Setting up Sentry Using Vagrant and Puppet

Daan Debie / November 01, 2013

4 min read

Devops is hot! And these days, everyone is diving into the provisioning game. I was invited by the company I work for, to visit the Devops Days together with some fellow engineers and the talks there really inspired me! Always eager to learn a new thing or two, I set myself the task of investigating Vagrant in combination with some flavor of provisioning; options for the latter being: Puppet, Chef, Ansible or Salt. I’m already in love with Vagrant, which I use all the time, to test out all kinds of tools I come across. I have absolutely no experience however with provisioning tools, so I wanted to learn that too. Ofcourse, finding time to actually get to it, proves difficult these days.

So when I wanted to check out the promising looking monitoring tool Sentry, and no working Vagrant setup seemed to exist to try it out in a Virtual Machine, an opportunity presented itself!

Vagrant & Puppet, a Solid Duo

I’m a Python guy, so the obvious choice for a provisioning tool would be either Ansible or Salt. But at work, the hosting department uses Puppet, so it made sense to check that out first. A nice added bonus is that Vagrant has really solid Puppet support. A Vagrant setup for Sentry using Puppet, already exists by the way, but it hasn’t been updated for a year or so, so unsurprisingly, it doesn’t work anymore. Instead of trying to fix it, I decided to try writing my own Vagrantfile and Puppet scripts (called manifests).

Challenge Accepted!

Results & Caveats

I could rehash here, what it is I have done, but the code is on GitHub, and it speaks for itself! What it basically installs is:

  • Sentry
  • PostgreSQL as database for Sentry
  • Supervisord as a tool for running Sentry and keeping it up
  • NginX as reverse proxy in front of Sentry

It’s pretty basic, but I’m happy with the results nonetheless! I also immediately fell in love with Sentry! I’m definitely going to introduce it at Info.nl because I have the feeling it might be a game changer when it comes to the health of our applications and the sanity of our engineers.

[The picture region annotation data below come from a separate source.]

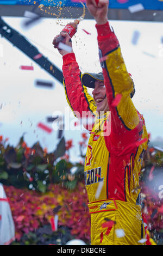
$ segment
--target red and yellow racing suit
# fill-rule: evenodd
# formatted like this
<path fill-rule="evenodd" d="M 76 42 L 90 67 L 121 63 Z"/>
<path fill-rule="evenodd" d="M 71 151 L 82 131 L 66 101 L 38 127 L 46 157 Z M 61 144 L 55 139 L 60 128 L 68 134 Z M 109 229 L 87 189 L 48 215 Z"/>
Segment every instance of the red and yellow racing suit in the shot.
<path fill-rule="evenodd" d="M 79 118 L 86 112 L 89 118 L 95 117 L 92 129 L 88 129 L 91 132 L 84 170 L 91 244 L 144 245 L 139 174 L 148 136 L 143 118 L 130 98 L 133 82 L 118 41 L 109 22 L 96 27 L 101 57 L 106 56 L 101 64 L 110 111 L 98 115 L 93 99 L 81 82 L 82 75 L 74 53 L 63 57 L 62 66 L 71 109 Z M 114 106 L 117 94 L 122 97 Z M 139 143 L 141 140 L 144 142 Z"/>

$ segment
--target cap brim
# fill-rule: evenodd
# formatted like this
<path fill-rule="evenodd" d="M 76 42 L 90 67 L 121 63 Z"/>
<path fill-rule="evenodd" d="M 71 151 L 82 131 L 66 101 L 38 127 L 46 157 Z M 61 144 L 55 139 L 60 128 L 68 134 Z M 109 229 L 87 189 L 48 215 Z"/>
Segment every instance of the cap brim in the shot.
<path fill-rule="evenodd" d="M 82 83 L 84 86 L 90 88 L 95 88 L 95 82 L 98 80 L 104 82 L 104 77 L 102 74 L 84 73 L 82 77 Z"/>

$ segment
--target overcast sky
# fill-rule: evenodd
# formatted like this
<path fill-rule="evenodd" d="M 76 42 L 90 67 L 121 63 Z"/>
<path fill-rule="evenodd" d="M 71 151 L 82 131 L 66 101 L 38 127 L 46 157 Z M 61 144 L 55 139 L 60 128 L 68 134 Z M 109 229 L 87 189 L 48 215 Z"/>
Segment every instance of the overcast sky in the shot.
<path fill-rule="evenodd" d="M 62 57 L 53 48 L 52 42 L 70 20 L 43 19 L 27 29 L 22 26 L 26 18 L 2 18 L 61 69 Z M 119 40 L 128 71 L 134 81 L 135 106 L 143 115 L 152 138 L 162 137 L 162 23 L 111 21 L 110 24 Z M 95 25 L 93 20 L 83 21 L 73 39 L 73 50 L 82 72 L 101 71 Z M 91 34 L 87 34 L 83 29 Z M 134 45 L 131 39 L 135 30 L 139 31 L 140 36 L 137 44 Z M 33 71 L 20 69 L 21 65 L 31 65 L 34 66 Z M 62 86 L 3 38 L 0 38 L 0 70 L 1 135 L 9 137 L 10 144 L 15 145 L 26 132 L 24 138 L 29 147 L 39 141 L 43 148 L 52 151 L 57 142 L 57 132 L 47 133 L 39 129 L 37 124 L 42 121 L 52 127 L 52 124 L 46 122 L 46 117 L 52 115 L 55 111 L 64 114 L 65 108 L 69 108 Z M 54 86 L 51 89 L 36 87 L 35 82 L 37 80 L 51 81 Z M 91 90 L 89 92 L 91 93 Z M 77 142 L 81 141 L 82 132 L 66 131 L 65 133 L 66 139 L 74 140 L 76 147 L 71 153 L 73 159 L 79 154 Z"/>

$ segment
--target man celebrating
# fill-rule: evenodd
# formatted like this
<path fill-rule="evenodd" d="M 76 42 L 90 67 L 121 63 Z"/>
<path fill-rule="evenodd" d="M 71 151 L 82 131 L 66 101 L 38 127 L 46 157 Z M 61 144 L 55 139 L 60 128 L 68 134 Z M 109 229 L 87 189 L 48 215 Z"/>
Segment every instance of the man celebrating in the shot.
<path fill-rule="evenodd" d="M 139 174 L 148 137 L 143 118 L 131 99 L 134 84 L 108 21 L 108 0 L 86 0 L 96 21 L 102 72 L 82 75 L 73 51 L 59 51 L 72 110 L 79 118 L 86 112 L 88 117 L 95 117 L 93 127 L 86 126 L 91 132 L 84 170 L 91 244 L 141 245 L 145 234 Z M 68 33 L 61 34 L 72 47 Z M 53 42 L 55 47 L 58 36 Z M 94 88 L 93 97 L 86 87 Z"/>

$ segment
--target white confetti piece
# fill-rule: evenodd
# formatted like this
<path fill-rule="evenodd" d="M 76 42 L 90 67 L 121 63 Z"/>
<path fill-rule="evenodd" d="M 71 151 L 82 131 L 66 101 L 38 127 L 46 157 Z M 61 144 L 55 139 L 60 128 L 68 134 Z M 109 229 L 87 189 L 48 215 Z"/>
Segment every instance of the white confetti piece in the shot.
<path fill-rule="evenodd" d="M 140 38 L 140 33 L 139 32 L 139 31 L 134 31 L 133 37 L 132 37 L 132 40 L 131 40 L 131 43 L 134 45 L 137 45 L 138 40 Z"/>
<path fill-rule="evenodd" d="M 104 181 L 101 181 L 99 182 L 99 185 L 98 186 L 97 190 L 96 190 L 96 194 L 95 194 L 95 198 L 97 199 L 99 198 L 101 190 L 103 188 L 104 185 Z"/>
<path fill-rule="evenodd" d="M 144 222 L 144 227 L 145 227 L 145 228 L 146 227 L 147 227 L 147 225 L 148 225 L 147 224 L 146 224 L 146 223 L 145 223 Z"/>
<path fill-rule="evenodd" d="M 58 230 L 58 215 L 56 215 L 54 216 L 54 224 L 55 224 L 55 231 Z"/>
<path fill-rule="evenodd" d="M 138 242 L 140 243 L 143 243 L 146 242 L 146 241 L 147 241 L 147 239 L 146 238 L 143 238 L 142 239 L 140 239 L 140 240 L 138 241 Z"/>
<path fill-rule="evenodd" d="M 153 148 L 154 148 L 154 149 L 156 149 L 156 150 L 160 151 L 161 152 L 163 152 L 163 149 L 162 149 L 161 148 L 159 148 L 159 147 L 155 147 L 155 146 L 154 146 Z"/>
<path fill-rule="evenodd" d="M 134 4 L 134 5 L 129 6 L 128 9 L 131 13 L 136 13 L 137 11 L 142 11 L 145 9 L 144 7 L 141 3 Z"/>
<path fill-rule="evenodd" d="M 3 45 L 0 44 L 0 57 L 3 57 Z"/>
<path fill-rule="evenodd" d="M 58 48 L 62 50 L 65 50 L 66 52 L 71 52 L 72 51 L 72 47 L 68 45 L 65 45 L 61 42 L 60 42 L 58 44 Z"/>
<path fill-rule="evenodd" d="M 24 17 L 26 17 L 26 18 L 34 19 L 39 17 L 39 15 L 34 13 L 32 13 L 32 11 L 25 11 L 24 13 Z"/>
<path fill-rule="evenodd" d="M 123 237 L 123 236 L 125 236 L 125 233 L 124 232 L 123 229 L 121 228 L 116 229 L 115 232 L 117 237 L 118 238 Z"/>

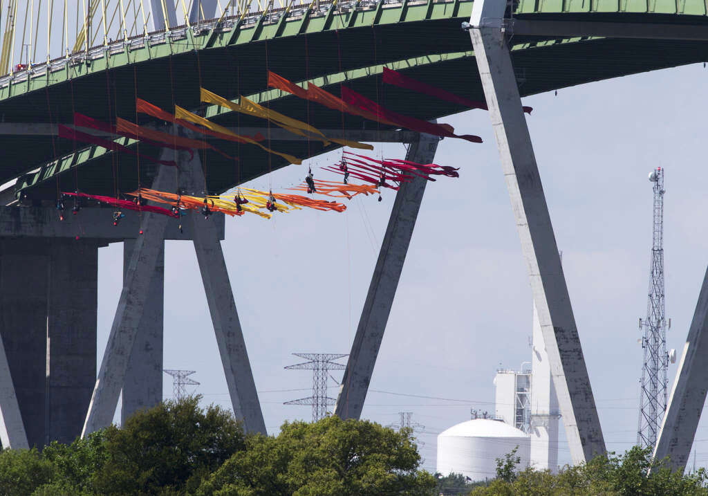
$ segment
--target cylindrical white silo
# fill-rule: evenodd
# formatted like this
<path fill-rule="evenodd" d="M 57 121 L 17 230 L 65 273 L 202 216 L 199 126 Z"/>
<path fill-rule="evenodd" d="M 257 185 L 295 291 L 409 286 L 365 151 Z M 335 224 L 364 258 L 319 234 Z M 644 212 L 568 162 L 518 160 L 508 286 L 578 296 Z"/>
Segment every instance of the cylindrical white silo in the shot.
<path fill-rule="evenodd" d="M 461 473 L 472 480 L 496 476 L 496 458 L 518 446 L 520 470 L 529 465 L 529 436 L 508 424 L 474 419 L 454 425 L 438 436 L 437 471 L 443 475 Z"/>

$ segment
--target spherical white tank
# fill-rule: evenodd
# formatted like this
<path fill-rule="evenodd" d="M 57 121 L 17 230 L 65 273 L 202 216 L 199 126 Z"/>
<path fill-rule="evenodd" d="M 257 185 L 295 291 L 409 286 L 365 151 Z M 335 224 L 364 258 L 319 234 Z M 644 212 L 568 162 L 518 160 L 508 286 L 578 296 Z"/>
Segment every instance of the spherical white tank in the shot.
<path fill-rule="evenodd" d="M 438 436 L 437 471 L 443 475 L 461 473 L 472 480 L 496 476 L 496 458 L 516 446 L 521 458 L 518 468 L 529 466 L 529 436 L 498 420 L 474 419 L 454 425 Z"/>

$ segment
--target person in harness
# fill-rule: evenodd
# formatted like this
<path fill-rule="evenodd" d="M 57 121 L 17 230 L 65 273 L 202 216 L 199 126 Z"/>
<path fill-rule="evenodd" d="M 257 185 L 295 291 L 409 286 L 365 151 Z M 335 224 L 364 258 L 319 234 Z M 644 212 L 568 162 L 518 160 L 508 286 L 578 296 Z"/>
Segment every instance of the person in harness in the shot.
<path fill-rule="evenodd" d="M 239 189 L 236 191 L 236 196 L 234 198 L 234 203 L 236 203 L 236 210 L 239 212 L 242 212 L 244 209 L 241 205 L 248 203 L 249 201 L 241 196 L 241 190 Z"/>
<path fill-rule="evenodd" d="M 214 201 L 212 201 L 212 207 L 214 206 Z M 209 216 L 214 213 L 209 208 L 209 204 L 207 203 L 207 198 L 204 198 L 204 205 L 202 206 L 202 215 L 204 215 L 204 218 L 208 219 Z"/>
<path fill-rule="evenodd" d="M 275 212 L 278 210 L 278 207 L 275 206 L 275 197 L 273 196 L 273 191 L 269 193 L 268 201 L 266 202 L 266 208 L 270 212 Z"/>
<path fill-rule="evenodd" d="M 314 187 L 314 176 L 312 175 L 312 168 L 307 173 L 307 177 L 305 178 L 305 182 L 307 183 L 307 193 L 309 194 L 312 194 L 313 193 L 316 193 L 317 190 Z"/>
<path fill-rule="evenodd" d="M 125 217 L 125 214 L 121 212 L 120 210 L 113 212 L 113 225 L 114 226 L 118 225 L 118 222 L 120 222 L 120 219 L 123 218 L 124 217 Z"/>

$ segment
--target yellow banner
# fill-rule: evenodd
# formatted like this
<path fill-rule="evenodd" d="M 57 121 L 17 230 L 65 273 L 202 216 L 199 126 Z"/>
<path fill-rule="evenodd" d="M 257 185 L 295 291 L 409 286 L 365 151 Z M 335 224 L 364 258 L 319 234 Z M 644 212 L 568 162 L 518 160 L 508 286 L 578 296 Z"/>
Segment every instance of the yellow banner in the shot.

All in all, learning Puppet wasn’t too hard, but there are some gotcha’s and caveats which I want to share:

  • Puppet isn’t about chaining together commands to get to the desired configuration. It’s about defining the desired state and let Puppet do the rest. You’re pretty much "ensuring" that stuff is "present" (or absent, for that matter).
  • When you define states, don’t expect Puppet to adhere to any implied ordering! It doesn’t run through your manifest making sure stuff is installed in the order you defined it. If you want ordering, you have to explicitly declare dependencies like so:
package { [
        "libpq-dev",
  "supervisor",
  "nginx",
  ]:
  ensure => latest,
  require => [Exec['update_apt'], Class['python']]; # apt-get update needs to be executed first, and the `python` class needs to be run
}
  • In a frustrating exercise of debugging, I discovered that in the next example apt-get update isn’t actually run, despite it being a dependency for installing the PostgreSQL Server:
class { 'postgresql::server':
        require => Exec['update_apt'];
}
  • Letting Puppet install some other packages at with the package directive, with apt-get update as a requirement, makes the PostgreSQL install run flawlessly as well…

Next Steps

I want to make the installation more OS-agnostic. Currently it’s tied to Ubuntu/Debian because of the use of apt. I would also love to test it with other providers, so my plan is to try and use the scripts to install Sentry on a Digital Ocean droplet. In the meanwhile, I encourage anyone who is interested in Sentry to give it a spin and simultaneously feeling the joy of Vagrant and Puppet!